The Song Books by the sound artist Rolf Julius (born in 1939) consist of several bound sheets of Japanese paper, of which each sheet is marked by a different kind of spot.[1] These red or black spots are prints of the processed photographs of color pigment clusters. Julius had already used these types of pigment clusters in earlier sound art installations, combining them with different sounds. There were similar sheets in his Piano Piece No. 1 (1998), whose title indicates that they can be performed musically.[2] It would hardly be possible to detect this solely on the basis of their visual form. According to Erhard Karkoschka, Julius’s musical graphics can therefore be classified as pure musical graphics, that is, as musical graphics without a staff.[3] It must above all be stressed that musical graphics constitute individual solutions to problems with notation as perceived by an artist, and therefore stand out due to their different relationship to conventional notation.

When interpreting musical graphics with so few parameters, which is the case for the Song Books, the performers have to develop a convincing translation for the ambiguous parameters. In the Song Books, the repetition of a similar form—in this case, the various spots—directs the performer’s gaze toward minimal differences, such as the different sizes or fraying of the spots,[4] which are then translated into sound.

The Song Books were performed by the experimental performance ensemble Die Maulwerker in 2004. According to one description, In the realization by The Maulwerker, twelve songbooks lay on a long table.

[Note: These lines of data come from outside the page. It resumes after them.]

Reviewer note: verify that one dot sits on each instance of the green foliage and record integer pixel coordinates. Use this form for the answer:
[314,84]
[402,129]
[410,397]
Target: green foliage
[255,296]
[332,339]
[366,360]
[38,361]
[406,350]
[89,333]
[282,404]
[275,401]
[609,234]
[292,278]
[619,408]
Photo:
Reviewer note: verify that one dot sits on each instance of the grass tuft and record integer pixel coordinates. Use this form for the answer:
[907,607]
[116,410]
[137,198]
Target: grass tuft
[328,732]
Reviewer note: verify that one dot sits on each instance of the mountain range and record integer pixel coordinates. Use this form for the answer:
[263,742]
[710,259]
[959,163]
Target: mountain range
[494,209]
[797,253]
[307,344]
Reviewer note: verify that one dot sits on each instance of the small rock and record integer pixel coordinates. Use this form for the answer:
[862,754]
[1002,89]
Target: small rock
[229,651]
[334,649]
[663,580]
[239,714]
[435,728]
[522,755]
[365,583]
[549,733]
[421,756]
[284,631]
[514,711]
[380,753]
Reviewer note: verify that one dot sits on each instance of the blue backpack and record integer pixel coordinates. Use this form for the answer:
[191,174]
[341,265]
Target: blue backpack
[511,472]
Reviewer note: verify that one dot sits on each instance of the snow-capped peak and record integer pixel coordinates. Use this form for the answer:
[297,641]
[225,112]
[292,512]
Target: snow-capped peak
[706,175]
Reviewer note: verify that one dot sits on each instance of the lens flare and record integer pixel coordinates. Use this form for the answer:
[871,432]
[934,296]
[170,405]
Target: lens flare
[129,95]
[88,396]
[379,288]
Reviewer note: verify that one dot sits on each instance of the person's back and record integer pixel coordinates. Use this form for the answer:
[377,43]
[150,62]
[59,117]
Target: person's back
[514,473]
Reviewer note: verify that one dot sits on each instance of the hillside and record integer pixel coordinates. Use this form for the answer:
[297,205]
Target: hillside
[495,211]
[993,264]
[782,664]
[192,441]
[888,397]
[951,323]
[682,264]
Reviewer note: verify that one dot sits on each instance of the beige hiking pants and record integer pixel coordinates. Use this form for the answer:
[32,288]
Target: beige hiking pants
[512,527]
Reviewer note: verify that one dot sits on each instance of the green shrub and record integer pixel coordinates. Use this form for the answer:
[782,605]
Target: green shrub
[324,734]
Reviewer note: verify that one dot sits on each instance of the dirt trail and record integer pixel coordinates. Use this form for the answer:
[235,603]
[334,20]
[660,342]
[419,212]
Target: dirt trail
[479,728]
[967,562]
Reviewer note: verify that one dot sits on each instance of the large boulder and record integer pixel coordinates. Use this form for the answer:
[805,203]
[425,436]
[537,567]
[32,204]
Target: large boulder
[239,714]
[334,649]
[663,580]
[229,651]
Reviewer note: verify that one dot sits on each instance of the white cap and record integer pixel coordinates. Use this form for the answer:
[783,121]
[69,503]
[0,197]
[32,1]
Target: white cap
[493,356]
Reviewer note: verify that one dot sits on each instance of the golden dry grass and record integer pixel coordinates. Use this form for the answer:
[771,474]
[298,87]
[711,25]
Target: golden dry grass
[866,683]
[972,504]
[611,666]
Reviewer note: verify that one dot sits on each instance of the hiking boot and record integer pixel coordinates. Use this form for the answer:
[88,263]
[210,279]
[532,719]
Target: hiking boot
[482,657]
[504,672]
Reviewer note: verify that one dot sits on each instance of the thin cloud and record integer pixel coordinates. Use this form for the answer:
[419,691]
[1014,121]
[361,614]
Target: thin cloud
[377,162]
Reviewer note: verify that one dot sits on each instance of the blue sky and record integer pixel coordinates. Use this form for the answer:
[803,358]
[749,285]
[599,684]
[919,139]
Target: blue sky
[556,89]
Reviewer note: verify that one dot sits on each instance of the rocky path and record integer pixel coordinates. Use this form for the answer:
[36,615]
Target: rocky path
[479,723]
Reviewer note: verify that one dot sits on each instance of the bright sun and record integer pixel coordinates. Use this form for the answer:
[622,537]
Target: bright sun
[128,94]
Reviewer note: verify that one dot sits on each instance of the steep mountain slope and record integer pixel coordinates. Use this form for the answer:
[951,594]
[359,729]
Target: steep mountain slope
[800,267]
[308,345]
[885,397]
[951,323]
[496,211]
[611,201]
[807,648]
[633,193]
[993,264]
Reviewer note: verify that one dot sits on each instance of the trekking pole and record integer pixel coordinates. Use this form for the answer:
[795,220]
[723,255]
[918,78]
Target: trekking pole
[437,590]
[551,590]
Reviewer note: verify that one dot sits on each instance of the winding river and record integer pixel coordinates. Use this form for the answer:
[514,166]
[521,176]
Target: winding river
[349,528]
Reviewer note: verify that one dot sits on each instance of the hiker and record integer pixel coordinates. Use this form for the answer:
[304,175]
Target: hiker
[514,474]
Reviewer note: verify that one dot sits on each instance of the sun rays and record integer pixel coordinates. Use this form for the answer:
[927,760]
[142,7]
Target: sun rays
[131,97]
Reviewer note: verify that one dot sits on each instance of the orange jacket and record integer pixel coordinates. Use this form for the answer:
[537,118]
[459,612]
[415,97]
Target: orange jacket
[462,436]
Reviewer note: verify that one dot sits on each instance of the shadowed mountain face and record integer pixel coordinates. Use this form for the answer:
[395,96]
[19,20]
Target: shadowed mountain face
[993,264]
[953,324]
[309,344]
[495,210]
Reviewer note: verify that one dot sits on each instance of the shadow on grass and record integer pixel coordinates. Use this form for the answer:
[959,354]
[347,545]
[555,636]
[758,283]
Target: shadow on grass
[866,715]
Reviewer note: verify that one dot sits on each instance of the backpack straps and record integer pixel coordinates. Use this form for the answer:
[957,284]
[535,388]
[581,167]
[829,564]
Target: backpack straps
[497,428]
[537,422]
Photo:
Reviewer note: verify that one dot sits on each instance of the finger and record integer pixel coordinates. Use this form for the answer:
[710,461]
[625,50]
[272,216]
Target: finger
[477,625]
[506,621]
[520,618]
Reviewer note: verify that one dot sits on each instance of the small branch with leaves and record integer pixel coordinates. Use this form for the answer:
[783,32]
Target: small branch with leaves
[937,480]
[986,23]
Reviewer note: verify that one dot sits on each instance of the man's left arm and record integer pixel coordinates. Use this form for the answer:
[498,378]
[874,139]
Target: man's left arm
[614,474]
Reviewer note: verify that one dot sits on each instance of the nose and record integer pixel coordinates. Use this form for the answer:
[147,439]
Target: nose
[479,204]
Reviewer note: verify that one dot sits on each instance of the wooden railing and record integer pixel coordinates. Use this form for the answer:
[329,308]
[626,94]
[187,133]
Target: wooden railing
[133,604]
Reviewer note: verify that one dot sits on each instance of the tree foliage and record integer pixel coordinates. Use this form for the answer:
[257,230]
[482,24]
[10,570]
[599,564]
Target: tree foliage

The members of the ensemble picked up, as did visitors to the exhibition beforehand, songbooks, turned their pages, located a situation, and then translated this into sound. While doing so, they were able to move throughout the space. After completing their action, they returned to the table, laid down the book, and picked up a new one or temporarily withdrew. In this way, simultaneous performances overlapping in alternating density were produced, which in their tonal form took on the composition of the books themselves with their overlapping.[5]